We certainly do not argue for a return to an elitist system; Lancaster’s widening participation record should leave no doubt as to our commitment to making higher education open to all those who can take advantage of it. However, we do believe that it is time for an honest and open debate about how meeting the increased demand for knowledge and skills can be squared with a sustainable funding model. Many of the issues are relevant to the global higher education landscape, and there are important international perspectives to a broader discussion of the UK context (in particular, reflections from the US have helped to form our thinking). But in what follows we focus on the domestic challenges, which we believe are particularly urgent at this point in time.

Most conversations about the massification and marketisation of UK higher education focus on the increasing reliance of universities’ budgets on tuition fees and concerns around the cost to the public purse of the projected growth of loan defaults (to which the government responded in November’s Spending Review by somewhat controversially freezing the repayment threshold). Moreover, the new perception of students as paying customers is heightening public scrutiny of the return on the investment that society is making in higher education. In particular, concerns about graduate employability in some specialised sectors raise questions about the relevance of what our students learn to prepare them for the rapidly changing workplace.

But the deeper problem that challenges research universities is that the expansion of higher education has come hand in hand with a commensurate increase in research activity that, in the context of our current system, is not financially sustainable. This critical fact is generally not appreciated outside academic circles, and is sometimes misunderstood even within them. According to the Higher Education Funding Council for England’s latest Financial Health of the Higher Education Sector report, the plain fact is this: in 2013‑14, there was an £883 million gap between the costs that English universities incurred – much of it research costs – and the amount that they were able to recover. The underlying trends identified in the report suggest that this deficit is likely only to widen over the next few years.

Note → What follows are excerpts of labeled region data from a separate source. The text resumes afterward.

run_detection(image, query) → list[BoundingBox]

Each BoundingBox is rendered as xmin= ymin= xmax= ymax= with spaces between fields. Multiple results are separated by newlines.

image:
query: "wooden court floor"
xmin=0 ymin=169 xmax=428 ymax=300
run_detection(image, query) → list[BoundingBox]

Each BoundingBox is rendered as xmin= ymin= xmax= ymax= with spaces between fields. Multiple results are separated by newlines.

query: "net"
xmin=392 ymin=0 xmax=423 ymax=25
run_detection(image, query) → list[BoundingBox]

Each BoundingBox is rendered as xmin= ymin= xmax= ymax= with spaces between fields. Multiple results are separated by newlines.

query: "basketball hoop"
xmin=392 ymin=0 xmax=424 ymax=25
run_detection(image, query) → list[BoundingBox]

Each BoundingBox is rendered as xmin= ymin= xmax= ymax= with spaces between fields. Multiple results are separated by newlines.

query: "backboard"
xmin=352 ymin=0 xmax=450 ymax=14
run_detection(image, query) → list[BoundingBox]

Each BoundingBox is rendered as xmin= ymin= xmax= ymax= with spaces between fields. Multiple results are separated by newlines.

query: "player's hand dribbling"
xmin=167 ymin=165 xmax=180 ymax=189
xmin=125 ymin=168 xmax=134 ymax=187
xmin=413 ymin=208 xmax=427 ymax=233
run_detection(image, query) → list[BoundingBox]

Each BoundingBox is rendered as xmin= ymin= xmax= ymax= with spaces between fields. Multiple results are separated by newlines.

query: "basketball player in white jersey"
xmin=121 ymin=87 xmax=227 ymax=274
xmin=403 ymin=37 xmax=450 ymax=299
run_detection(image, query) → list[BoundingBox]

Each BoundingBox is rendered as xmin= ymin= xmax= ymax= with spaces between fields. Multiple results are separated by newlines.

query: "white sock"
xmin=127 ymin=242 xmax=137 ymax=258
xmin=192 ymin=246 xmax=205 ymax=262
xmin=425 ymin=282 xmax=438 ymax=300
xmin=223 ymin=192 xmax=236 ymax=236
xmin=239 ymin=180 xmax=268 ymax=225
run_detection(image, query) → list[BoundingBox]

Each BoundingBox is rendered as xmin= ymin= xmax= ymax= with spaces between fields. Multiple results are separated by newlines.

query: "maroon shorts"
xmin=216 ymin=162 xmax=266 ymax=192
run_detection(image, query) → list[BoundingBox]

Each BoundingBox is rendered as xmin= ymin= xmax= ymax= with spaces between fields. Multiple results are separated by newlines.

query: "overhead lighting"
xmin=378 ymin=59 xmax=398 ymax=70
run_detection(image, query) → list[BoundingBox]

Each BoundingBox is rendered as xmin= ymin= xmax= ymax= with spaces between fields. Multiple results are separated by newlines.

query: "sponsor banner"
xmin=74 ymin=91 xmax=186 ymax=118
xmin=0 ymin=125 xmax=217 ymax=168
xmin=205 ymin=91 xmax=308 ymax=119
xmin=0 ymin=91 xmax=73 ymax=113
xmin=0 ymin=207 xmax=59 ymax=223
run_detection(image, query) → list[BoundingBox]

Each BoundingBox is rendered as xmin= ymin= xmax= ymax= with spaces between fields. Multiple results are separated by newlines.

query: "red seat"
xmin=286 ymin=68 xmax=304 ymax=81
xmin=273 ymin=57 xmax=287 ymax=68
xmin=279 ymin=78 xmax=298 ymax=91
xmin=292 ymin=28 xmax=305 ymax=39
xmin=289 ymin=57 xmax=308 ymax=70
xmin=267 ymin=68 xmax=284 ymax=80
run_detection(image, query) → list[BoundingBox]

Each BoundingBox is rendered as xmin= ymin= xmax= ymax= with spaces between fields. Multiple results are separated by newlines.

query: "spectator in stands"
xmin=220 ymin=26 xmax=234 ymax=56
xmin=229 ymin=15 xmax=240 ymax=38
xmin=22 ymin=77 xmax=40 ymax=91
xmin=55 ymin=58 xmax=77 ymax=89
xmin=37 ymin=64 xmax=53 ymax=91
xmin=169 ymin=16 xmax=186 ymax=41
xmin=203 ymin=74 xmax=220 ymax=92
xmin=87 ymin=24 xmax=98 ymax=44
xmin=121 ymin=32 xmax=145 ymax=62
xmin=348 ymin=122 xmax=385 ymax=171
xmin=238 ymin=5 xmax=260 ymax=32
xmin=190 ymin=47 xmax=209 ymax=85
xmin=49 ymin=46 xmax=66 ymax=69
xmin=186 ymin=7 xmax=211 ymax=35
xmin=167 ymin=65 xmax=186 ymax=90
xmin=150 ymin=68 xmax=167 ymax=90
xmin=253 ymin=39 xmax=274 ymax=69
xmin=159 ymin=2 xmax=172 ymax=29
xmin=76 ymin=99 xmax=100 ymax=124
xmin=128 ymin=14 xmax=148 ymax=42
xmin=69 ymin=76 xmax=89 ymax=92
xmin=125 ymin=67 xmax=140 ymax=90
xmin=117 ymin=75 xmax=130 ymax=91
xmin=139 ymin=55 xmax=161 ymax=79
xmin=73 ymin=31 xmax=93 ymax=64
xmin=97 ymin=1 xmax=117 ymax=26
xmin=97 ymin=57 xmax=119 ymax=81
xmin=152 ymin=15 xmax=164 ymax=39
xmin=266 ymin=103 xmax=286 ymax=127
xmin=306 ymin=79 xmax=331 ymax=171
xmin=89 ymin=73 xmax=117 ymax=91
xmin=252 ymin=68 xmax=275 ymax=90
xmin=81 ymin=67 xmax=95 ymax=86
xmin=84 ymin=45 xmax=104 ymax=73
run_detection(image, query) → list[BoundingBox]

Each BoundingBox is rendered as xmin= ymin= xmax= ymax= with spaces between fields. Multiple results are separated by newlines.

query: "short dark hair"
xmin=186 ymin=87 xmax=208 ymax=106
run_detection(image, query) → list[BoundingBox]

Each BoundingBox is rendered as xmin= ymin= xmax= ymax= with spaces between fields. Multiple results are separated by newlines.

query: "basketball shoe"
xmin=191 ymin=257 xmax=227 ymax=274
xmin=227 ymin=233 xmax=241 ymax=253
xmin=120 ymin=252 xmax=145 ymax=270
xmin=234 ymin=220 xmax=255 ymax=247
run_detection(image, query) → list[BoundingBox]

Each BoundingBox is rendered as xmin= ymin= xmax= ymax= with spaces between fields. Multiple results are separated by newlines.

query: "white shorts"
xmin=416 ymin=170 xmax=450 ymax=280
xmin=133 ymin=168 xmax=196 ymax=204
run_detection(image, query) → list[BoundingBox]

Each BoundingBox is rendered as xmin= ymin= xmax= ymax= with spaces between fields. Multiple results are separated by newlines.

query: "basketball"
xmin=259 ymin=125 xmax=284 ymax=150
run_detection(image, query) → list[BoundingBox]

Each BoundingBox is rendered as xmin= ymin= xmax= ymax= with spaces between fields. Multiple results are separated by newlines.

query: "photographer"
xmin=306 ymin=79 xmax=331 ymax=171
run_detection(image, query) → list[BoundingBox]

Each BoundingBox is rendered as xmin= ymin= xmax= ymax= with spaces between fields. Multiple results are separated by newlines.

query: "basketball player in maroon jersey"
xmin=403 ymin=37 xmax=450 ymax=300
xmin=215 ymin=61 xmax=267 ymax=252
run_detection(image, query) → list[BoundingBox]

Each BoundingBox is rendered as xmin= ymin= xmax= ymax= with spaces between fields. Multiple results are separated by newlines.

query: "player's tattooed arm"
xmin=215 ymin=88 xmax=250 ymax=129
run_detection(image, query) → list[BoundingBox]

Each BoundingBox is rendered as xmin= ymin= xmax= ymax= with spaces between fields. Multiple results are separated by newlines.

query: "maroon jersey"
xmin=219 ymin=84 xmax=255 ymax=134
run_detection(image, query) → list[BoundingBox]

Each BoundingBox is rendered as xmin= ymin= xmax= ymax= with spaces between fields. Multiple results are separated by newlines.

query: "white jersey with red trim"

In an age in which the competition for top researchers is increasing and regulatory and reporting burdens are growing, the full costs of research can be met only by recruiting more full-fee-paying students. This major source of tension between research and teaching in research universities raises concerns about the long-term sustainability of the system. While a contribution from tuition fees to the research mission is entirely justifiable in a research-led teaching environment, there is increasing pressure in the opposite direction: to spend tuition fees on only the most directly targeted services and facilities for teaching.